On April 6, Pam Hall and her adult daughter passed two military men driving the other direction, and turned around to see where they were going.

“They turned down her street,” Pam Hall’s friend, Amber Lynch, told The Times-News. “They pulled in her driveway. She was praying that they weren’t going to her house.”

But they did go to her house to report that her son had died earlier that day. The Department of Defense said Hall, of Burley, died in enemy action while conducting combat operations near Kirkuk.

He was one of three members of a bomb-disposal unit based at Naval Air Station Whidbey Island, Wash., that were killed in an attack on their convoy.

“It hurts deeper than anybody will ever know,” Hall told The Times-News.

Her son’s second tour would have ended in July. A funeral is planned for this weekend.

“Was I going to stop him from doing what he wanted to do? No,” Hall said. “And yet I know because of my faith that I will see him again.”

Curtis Hall grew to be 6-foot-7 and played high school basketball. At age 14, he and an older brother received the Boy Scout’s Honor Medal for unusual heroism and skill in rescuing their father after he was knocked unconscious during a rafting trip on central Idaho’s Salmon River.

Curtis and Randy Hall, then 16, were featured in Boys’ Life, the Boy Scouts of America’s official magazine. A year later, Curtis Hall became an Eagle Scout.

Curtis Hall’s sister, Brenda Thibeault, 37, said her brother “was like a ray of sunshine.”

“He loved to tease and play, but knew where the line was,” she told The Herald newspaper in Everett, Wash. “He always knew how just to have fun.”

She said that on the last call home, Curtis Hall joked about the food.

“He was content. He was happy. He was where he wanted to be,” said Thibeault. “And [Pam] got to tell him how proud she was.”

Randy Hall also served in Iraq. He was slightly wounded in 2003 in an attack on his Humvee. Another sailor beside him was killed, The Herald reported. Randy Hall is now attending college in Montana.
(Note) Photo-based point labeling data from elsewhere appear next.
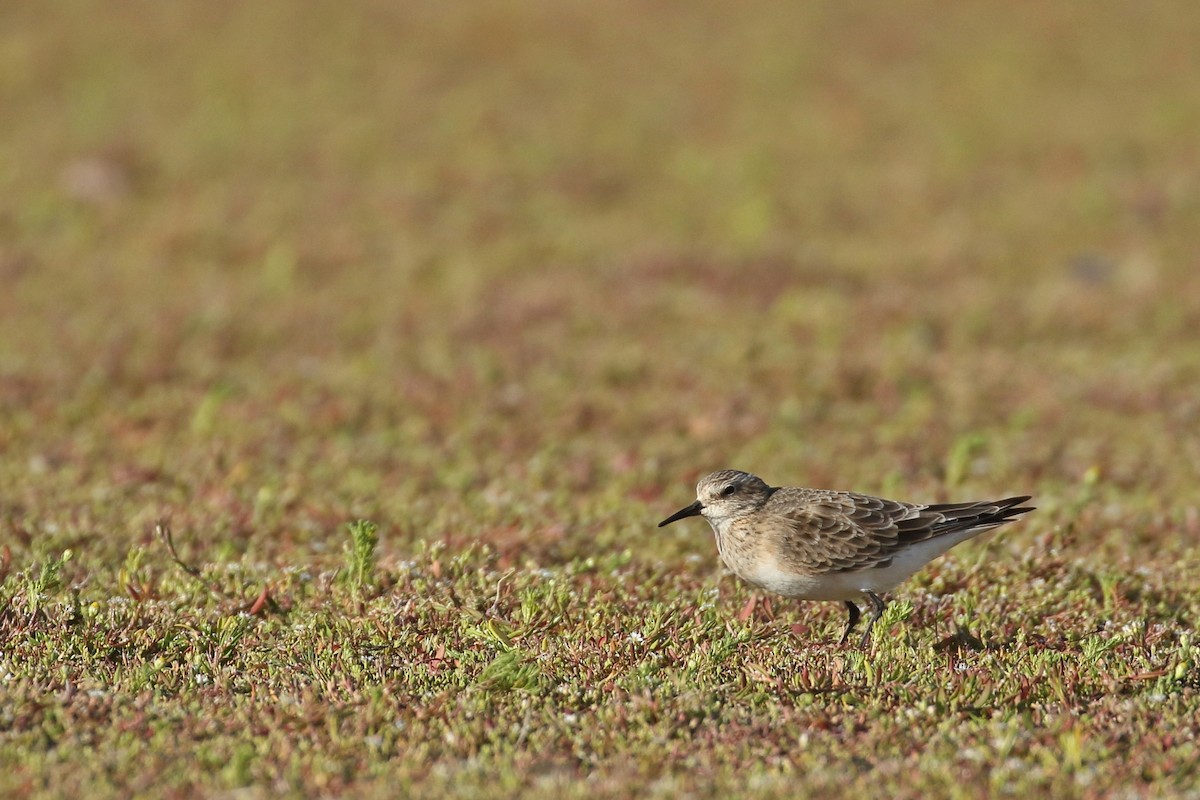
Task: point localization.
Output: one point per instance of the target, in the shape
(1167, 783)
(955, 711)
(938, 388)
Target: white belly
(772, 576)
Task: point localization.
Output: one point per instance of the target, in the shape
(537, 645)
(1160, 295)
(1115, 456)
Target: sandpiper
(826, 545)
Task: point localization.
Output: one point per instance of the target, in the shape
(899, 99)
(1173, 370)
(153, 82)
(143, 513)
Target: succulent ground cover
(349, 355)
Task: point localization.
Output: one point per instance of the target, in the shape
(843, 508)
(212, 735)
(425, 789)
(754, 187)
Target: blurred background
(517, 272)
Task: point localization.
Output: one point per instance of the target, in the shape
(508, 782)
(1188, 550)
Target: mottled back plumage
(826, 545)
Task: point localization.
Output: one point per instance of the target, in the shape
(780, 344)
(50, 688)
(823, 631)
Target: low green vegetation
(349, 355)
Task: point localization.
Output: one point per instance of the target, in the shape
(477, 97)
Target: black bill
(690, 511)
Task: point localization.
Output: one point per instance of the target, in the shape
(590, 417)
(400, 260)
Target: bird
(833, 546)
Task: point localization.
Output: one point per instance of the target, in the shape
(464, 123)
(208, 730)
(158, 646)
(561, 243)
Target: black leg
(853, 620)
(877, 607)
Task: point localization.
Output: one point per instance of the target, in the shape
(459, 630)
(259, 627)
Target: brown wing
(841, 531)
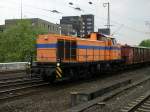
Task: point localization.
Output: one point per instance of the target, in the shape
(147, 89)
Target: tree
(145, 43)
(17, 43)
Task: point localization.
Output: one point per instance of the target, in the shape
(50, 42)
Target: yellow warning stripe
(58, 73)
(59, 69)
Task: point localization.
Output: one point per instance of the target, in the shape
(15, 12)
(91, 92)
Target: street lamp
(108, 14)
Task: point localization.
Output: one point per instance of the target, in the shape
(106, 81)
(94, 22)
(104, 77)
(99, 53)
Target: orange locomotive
(63, 57)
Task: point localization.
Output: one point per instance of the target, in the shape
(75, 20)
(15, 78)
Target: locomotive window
(70, 49)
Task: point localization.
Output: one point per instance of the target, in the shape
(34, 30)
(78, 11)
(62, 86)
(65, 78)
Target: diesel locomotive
(62, 57)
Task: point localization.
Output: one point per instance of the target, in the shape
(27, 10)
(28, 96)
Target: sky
(130, 19)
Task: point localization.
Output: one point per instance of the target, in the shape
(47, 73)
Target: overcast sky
(128, 17)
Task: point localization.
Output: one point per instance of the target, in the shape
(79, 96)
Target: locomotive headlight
(58, 64)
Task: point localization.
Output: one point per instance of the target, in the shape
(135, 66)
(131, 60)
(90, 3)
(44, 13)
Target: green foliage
(17, 43)
(145, 43)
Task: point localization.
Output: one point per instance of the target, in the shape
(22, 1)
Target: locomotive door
(60, 49)
(66, 50)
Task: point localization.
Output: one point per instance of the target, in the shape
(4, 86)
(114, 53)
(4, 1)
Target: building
(105, 31)
(75, 21)
(87, 24)
(36, 22)
(82, 25)
(67, 29)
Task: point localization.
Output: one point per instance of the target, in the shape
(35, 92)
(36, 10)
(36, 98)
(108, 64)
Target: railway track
(19, 87)
(140, 104)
The family called Curtis Hall a hero.

“But, you know, I have more than one hero,” said Pam Hall, a special education teacher. “Randy’s a hero. He went into the Navy, too. Robert’s a hero because he’s standing on two feet and four months ago he couldn’t. Brenda’s a hero: She’s my daughter. She’s my strength. I look at all my children as heroes.”

Robert Hall, the oldest son, recently had a stroke and is recovering. Another brother, Michael Hall, died in his sleep at age 30 three years ago.

“The whole thing just sucks,” said Robert Hall. “But what we make of it is entirely up to us.”